Unfortunately, in T&T we have not mastered the art of service excellence. Because of boom conditions, as business houses we have been exhibiting a “luke warm” attitude to service excellence not realizing that the customer has been taking note. Many business outfits tend to, ignore the “small value” customer and live with the mentality that it is the heavy spending customers who matter. In business all customers matter. The small buyers may eventually become the big buyers in the future. Business people tend to also forget that customers also have choices and will exercise it. The customer today has travelled and has a fair idea of what excellent customer service is all about and will be prepared to pay for it if it is delivered with consistency.

In this regard business entities can learn from an organization like Texas de Brazil in Movie Towne or 2001 carpet House on Ramsaran Street, Chaguanas or Value Optical in Mid Center Mall. A study of these companies will tell you why customers go back to them over and over.

On the other hand, there are businesses in this country who do not care about service delivery.

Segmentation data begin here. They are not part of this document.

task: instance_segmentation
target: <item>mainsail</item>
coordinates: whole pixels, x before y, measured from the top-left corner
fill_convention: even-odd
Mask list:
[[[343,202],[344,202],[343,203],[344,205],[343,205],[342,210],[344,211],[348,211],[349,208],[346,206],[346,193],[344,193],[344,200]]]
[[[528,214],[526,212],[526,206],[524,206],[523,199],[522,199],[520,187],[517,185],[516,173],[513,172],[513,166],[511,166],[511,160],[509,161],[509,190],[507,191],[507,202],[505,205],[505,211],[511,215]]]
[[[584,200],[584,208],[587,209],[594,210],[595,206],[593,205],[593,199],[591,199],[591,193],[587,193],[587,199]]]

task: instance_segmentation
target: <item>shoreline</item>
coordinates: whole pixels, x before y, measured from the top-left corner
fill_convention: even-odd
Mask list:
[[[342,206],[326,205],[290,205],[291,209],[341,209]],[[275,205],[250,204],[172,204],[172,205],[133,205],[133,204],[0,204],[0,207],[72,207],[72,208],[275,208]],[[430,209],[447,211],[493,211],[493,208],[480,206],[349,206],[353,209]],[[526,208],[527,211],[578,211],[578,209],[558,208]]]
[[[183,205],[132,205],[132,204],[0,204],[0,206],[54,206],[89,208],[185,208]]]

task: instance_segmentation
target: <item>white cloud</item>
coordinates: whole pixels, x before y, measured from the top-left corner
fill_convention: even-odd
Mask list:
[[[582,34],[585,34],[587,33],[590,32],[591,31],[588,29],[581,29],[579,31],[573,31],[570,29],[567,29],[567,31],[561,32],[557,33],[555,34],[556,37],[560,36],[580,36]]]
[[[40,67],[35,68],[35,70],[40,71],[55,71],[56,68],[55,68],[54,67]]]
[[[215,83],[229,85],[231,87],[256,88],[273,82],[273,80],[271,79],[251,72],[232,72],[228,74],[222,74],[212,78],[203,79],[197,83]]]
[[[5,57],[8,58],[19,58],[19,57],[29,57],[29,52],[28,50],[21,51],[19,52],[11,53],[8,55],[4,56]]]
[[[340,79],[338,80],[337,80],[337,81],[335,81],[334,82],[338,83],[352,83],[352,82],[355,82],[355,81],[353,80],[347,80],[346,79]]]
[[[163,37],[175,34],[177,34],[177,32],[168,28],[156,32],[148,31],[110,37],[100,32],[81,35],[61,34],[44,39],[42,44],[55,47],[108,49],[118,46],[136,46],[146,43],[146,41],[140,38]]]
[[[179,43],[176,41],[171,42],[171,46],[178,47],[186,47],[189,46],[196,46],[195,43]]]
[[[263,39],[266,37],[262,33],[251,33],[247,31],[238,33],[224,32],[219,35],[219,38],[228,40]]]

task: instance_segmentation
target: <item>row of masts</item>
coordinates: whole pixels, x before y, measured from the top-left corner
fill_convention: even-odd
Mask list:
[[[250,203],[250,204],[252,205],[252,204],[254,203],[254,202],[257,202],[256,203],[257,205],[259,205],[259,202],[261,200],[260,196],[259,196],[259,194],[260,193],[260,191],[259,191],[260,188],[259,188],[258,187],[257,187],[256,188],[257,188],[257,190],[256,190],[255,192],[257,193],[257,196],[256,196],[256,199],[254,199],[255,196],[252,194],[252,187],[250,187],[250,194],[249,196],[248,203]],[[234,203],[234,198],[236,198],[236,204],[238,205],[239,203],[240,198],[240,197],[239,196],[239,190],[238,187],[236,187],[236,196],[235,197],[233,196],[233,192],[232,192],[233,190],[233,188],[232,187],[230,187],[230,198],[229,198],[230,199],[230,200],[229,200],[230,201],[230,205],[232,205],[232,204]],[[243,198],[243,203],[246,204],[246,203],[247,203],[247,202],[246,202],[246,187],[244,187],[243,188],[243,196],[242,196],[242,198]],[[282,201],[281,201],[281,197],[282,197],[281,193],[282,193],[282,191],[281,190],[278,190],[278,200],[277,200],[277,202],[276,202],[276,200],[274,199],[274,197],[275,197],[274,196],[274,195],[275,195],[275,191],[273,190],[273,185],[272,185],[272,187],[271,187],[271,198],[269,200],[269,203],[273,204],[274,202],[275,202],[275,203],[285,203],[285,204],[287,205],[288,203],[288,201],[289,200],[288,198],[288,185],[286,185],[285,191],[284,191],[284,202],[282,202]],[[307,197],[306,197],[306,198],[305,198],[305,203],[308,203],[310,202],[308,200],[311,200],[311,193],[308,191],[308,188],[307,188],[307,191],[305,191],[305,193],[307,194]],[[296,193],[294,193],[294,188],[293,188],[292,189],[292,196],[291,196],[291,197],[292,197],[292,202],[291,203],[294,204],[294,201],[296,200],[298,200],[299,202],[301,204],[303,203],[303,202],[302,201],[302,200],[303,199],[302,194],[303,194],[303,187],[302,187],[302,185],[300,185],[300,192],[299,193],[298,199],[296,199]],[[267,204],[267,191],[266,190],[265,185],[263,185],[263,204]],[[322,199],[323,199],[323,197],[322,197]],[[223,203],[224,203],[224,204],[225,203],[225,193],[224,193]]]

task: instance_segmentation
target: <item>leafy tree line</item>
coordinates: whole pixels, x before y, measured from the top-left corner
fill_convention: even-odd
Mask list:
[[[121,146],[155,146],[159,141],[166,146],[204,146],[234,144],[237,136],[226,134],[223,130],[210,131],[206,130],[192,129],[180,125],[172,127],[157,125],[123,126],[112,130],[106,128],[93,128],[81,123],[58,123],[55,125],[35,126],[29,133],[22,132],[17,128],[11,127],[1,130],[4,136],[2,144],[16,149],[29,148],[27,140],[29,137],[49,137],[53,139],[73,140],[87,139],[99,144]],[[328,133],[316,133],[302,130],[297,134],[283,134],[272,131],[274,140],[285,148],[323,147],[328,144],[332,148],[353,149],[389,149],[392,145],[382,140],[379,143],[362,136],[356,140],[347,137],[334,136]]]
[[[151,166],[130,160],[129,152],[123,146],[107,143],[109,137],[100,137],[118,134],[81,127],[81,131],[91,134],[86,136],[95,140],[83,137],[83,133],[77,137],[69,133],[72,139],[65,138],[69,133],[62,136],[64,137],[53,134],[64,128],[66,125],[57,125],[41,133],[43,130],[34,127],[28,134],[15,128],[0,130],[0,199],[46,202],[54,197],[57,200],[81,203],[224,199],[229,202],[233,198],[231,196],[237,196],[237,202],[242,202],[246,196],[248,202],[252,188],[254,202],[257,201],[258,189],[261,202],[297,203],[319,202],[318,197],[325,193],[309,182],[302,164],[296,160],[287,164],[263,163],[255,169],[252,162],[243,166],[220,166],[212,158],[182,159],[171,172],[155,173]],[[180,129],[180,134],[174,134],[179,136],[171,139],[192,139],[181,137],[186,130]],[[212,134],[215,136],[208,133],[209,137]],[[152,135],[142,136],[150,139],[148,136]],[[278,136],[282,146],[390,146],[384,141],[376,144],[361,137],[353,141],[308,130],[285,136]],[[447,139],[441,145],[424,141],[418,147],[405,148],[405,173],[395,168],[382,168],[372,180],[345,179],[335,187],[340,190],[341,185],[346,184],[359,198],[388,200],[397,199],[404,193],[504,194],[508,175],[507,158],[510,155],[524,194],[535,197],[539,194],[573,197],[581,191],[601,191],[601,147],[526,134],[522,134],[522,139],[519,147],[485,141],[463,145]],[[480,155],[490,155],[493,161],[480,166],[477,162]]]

In a recession new customers have to be attracted and existing ones have to be maintained. In other words businesses need a “maintenance strategy” for retaining and growing business volumes.

One good example of an organization which is stepping up to the plate is Chaguanas Auto Suppllies with whom I have had to interact over the last month. Their approach and attitude has improved considerably to the point where I will be doing repeat business with them.

The ability to deliver improved service depends on firstly recognizing that we need the customers’ business and secondly going the extra mile to create satisfaction. In lean times customer service will define the winning organizations from those that will lose.